Das erstaunliche an dieser Kombination ist, dass die recht langen Songs trotz der meist einfachen Grundideen und der nicht gerade nuancierten Performances der Beteiligten durchaus funktionieren (können).

So etwa der Opener, der mit seinen Bildern von der Suche nach einer verlorenen Heimat sofort eine intensive, wehmütige Atmosphäre heraufbeschwört – und diese hält, obschon Holleys Gesang und das Gitarrenspiel von Lee Bains nur wenige Nuancen kennen und meist sehr rapide zwischen kontemplativen und lärmigen Momenten wechseln. Moor Mother zeigt sich im Kontrast in ihren Vocals durchaus variabel und schafft es mit einer spärlichen Auswahl von Percussion-Instrumenten recht effizient, eine anregende Atmosphäre zu erzeugen.

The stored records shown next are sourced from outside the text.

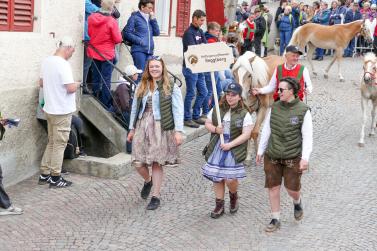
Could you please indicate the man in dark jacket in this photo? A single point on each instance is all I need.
(194, 36)
(139, 30)
(352, 14)
(260, 28)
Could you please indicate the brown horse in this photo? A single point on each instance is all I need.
(335, 37)
(252, 71)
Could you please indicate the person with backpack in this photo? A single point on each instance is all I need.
(286, 24)
(156, 127)
(291, 68)
(104, 34)
(139, 31)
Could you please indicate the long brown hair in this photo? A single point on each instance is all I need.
(147, 83)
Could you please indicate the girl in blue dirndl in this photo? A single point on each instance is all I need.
(224, 161)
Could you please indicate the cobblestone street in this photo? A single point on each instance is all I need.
(339, 197)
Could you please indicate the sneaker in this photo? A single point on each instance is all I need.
(273, 226)
(233, 207)
(219, 209)
(199, 121)
(60, 183)
(44, 179)
(10, 211)
(146, 190)
(298, 211)
(190, 123)
(154, 203)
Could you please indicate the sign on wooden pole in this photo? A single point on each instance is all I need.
(210, 58)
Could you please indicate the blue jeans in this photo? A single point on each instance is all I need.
(102, 71)
(206, 107)
(140, 60)
(285, 37)
(194, 81)
(319, 52)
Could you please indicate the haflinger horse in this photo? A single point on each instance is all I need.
(368, 90)
(335, 37)
(252, 71)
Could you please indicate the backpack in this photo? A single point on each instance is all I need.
(72, 150)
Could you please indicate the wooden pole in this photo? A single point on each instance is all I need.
(217, 109)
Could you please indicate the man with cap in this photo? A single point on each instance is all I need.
(291, 68)
(286, 143)
(59, 90)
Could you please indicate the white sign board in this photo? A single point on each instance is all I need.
(208, 57)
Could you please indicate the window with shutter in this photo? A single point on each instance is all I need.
(183, 16)
(4, 15)
(16, 15)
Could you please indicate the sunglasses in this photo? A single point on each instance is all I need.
(283, 89)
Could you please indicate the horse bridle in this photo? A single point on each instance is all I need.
(373, 74)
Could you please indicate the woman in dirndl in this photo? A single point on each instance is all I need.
(156, 127)
(224, 161)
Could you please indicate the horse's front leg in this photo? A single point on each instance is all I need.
(364, 103)
(331, 63)
(309, 55)
(373, 113)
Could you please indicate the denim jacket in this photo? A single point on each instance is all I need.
(177, 107)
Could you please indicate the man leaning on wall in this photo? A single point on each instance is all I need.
(59, 90)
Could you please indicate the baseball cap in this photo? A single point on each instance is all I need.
(235, 88)
(66, 41)
(131, 70)
(293, 49)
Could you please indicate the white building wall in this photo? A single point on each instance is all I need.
(21, 56)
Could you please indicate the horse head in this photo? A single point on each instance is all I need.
(367, 29)
(369, 68)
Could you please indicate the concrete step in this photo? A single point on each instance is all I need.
(120, 164)
(103, 121)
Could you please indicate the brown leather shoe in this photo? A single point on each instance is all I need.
(219, 209)
(233, 207)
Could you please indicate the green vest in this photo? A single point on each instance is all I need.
(286, 121)
(237, 116)
(166, 110)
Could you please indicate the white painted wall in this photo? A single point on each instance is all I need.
(21, 56)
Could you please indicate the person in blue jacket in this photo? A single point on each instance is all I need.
(89, 9)
(286, 24)
(352, 14)
(139, 30)
(322, 17)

Leider werden ihre Vocals oft von Hollyes donnerndem Organ überdeckt; hier wäre offeneres Ohr für die Mitmusiker*innen durchaus wünschenswert gewesen – eigentlich ja die Grundlage für erfolgreiche Improvisation. Stehen die Texte stärker im Vordergrund, wundert man sich über die Wahl der Texte, so etwa, dass die auch als Aktivistin tätige Musikerin vor dem Hintergrund aktueller geopolitischer Konflikte ausgerechnet anachronistische Themen wie den Irakkrieg in den Vordergrund rückt.

Betrübliche Details

Viele der gespielten Stücke funktionieren durchaus und schaffen es, mehr als die Summe ihrer Teile zu sein: Holley, Ayewa und Bains sind in den besten Momenten in der Lage, mit überaus reduzierten Mitteln und im Rahmen einfacher harmonischer Strukturen unerwartete emotionale Resonanzen zu schaffen. Diese werden jedoch leider immer wieder getrübt durch Details oder Momente wie die seltsam anachronistischen Texte.

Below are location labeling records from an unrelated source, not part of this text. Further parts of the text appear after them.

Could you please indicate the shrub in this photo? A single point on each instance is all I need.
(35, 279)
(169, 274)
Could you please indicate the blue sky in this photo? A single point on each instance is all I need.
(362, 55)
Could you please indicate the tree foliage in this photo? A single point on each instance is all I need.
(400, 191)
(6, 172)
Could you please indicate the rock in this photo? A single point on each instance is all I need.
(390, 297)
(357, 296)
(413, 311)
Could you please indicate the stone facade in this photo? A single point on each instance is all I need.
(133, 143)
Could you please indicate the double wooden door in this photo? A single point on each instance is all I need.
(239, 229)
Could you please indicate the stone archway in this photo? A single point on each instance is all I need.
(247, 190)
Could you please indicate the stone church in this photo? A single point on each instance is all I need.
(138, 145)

So wirken die spärlichen elektronischen Elemente von Moor Mother eher störend als bereichernd; Holleys sich oft am Anschlag befindliche Stimme oder auch das kompetente, aber durch die starke Verzerrung und den kaum changierenden Spielstil undifferenziert und undynamisch klingende Gitarrenspiel von Bains können je nach Songs schnell ermüdend wirken. Im schlechtesten Fall führt das dazu, dass die als gemeinsame Improvisation angelegten Songs daran scheitern, dass den Beteiligten das Ohr füreinander fehlt. 

Der große Zwiespalt

Die Songstrukturen, innerhalb denen sich das Trio bewegt, bieten genügend Ansatzpunkte für ein packendes Erlebnis.

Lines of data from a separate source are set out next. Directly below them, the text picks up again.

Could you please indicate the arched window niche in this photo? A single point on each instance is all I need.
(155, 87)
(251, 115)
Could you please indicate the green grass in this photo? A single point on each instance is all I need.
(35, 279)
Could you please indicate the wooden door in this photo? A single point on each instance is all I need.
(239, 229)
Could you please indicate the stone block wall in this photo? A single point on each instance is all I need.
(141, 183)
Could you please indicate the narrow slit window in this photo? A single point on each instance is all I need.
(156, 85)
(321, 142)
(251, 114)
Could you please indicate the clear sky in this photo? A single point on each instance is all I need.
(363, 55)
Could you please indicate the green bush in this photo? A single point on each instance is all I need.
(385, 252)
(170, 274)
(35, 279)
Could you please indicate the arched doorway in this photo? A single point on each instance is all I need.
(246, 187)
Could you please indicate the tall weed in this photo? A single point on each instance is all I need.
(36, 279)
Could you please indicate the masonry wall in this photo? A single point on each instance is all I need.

Umso stärker fallen dann jedoch jene Momente ins Gewicht, in denen die gemeinsame Dynamik daran scheitert, dass das fehlende Gespür für die Gruppe dazu führt, dass einzelne Instrumente oder Vocals zu sehr herausstechen oder zu viel Platz beanspruchen und sich dadurch zumindest kurzzeitig sehr antiklimatisch auf die Dynamik zwischen den Beteiligten auswirken. 

So bleibt alles in allem ein zwiegespaltener Eindruck eines durchaus spannenden Abends, der aber nicht alle Erwartungen erfüllen konnte.